Data Categorization

In this guide, we're going to be doing a quick overview of data categorization. Outside the data science world, categorization and classification are used interchangeably but for machine learning developers, there's a big difference. I know we haven't talked about classification yet but for us, classification is one of the primary methods that we'll be using for predictive modeling. But for now, you just need to know that classification works by sorting data into classes or subgroups based on similarities.

Categorization, on the other hand, is more of an organizational structure that we set before we do any modeling. I'd say the biggest benefit that I get from categorizing data is that it almost ensures that I use the right scaling and processing method for each dataset.

The way I like explaining the difference between categorization and classification is the same way that we talk about the animal kingdom. If we have a mole-rat, a turtle and an assassin bug, they all belong to their own class. A mole-rat's a mammal, a turtle's a reptile and the assassin bug is an insect. Then each class belongs to the same phylum, which is vertebrae. So we consider the phylum to be the category. And similar to how we break down the animal kingdom, each phylum or category needs to have some set of shared attributes and then once you progress into the class, it gets even more specific.

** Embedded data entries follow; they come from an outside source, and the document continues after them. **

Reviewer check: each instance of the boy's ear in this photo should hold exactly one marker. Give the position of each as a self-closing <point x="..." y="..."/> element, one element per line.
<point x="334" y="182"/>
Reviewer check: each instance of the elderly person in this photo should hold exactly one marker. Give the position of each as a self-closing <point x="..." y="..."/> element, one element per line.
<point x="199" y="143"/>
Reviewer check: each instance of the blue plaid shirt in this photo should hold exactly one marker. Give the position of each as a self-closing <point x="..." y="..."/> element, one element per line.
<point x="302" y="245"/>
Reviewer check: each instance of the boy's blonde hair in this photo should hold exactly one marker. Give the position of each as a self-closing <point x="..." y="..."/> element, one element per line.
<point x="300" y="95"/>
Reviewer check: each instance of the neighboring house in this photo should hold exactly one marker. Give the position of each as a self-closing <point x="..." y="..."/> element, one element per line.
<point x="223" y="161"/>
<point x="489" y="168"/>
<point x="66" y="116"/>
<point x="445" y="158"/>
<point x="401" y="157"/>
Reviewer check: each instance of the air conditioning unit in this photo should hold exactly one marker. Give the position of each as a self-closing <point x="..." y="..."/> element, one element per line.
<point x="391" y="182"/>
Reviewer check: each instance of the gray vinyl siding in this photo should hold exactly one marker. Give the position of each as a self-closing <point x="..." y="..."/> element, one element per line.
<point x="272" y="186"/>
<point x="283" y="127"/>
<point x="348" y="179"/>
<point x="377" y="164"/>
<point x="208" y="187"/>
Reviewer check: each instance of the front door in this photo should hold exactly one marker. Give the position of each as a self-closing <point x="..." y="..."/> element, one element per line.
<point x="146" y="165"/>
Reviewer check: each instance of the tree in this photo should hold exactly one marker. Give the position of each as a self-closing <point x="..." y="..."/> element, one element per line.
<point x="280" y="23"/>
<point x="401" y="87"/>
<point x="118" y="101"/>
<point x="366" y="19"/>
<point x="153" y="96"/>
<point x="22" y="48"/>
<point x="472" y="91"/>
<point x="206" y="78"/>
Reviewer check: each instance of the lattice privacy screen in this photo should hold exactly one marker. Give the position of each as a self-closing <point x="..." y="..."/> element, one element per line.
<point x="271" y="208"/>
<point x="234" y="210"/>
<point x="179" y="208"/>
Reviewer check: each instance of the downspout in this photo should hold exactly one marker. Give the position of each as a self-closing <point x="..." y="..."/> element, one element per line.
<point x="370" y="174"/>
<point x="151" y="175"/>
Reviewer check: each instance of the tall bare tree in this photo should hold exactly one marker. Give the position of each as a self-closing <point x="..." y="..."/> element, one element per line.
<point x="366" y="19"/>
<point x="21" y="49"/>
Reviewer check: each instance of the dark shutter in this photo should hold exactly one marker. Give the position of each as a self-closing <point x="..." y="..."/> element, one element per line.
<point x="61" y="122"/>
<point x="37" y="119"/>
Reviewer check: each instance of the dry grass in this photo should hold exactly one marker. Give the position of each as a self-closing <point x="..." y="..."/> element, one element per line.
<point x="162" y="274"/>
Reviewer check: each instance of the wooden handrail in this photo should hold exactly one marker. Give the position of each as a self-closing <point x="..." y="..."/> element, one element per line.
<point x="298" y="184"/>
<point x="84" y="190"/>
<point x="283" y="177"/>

There's a bunch of different ways that we can categorize data but usually, I like to start by deciding if I want to do categorization by input or output. If I choose to categorize by input, I'll look to see if the data is labeled. If it is, I know I can apply supervised learning. But if it's unlabeled, it'll be an unsupervised approach. If I end up categorizing by output, and the output's a number, then it's a regression problem. If the output is a class, then it's a classification problem.

medium

And you can see what I mean by using this DataFrame. We can see that every entry is a numerical output. And what I mean by that is that we can find out what the a_students have in common with each other, what the b_students have in common with each other and so on. What ended up deriving from that is that it turns out that students who work between 10 and 20 hours a week and got higher than a B in their prerequisite course ended up with either an A or a B in this course. Students who worked more than 20 hours and got a C or higher in the prereq, ended up with an even spread of Bs, Cs and Ds. Then finally, the students who didn't work at all and got a C in the prereq, usually ended up with either a C, D or E.

Knowing that, we can actually categorize incoming students, based on their chance for success. So depending on their group, we can apply different algorithms to help predict what areas they should actually focus on to give them their best overall result.

There's really a countless number of ways to actually categorize data. So having a good understanding of the data and what result you're trying to achieve will have the biggest effect on how you decide to categorize everything.

This isn't necessarily a fact but to me, it seems like data categorization is kind of an overlooked area. But I'm also not going to lie and say that it can make or break a company. The reality is is that properly categorizing data can end up saving you a lot of time and help give you a much better long-term result.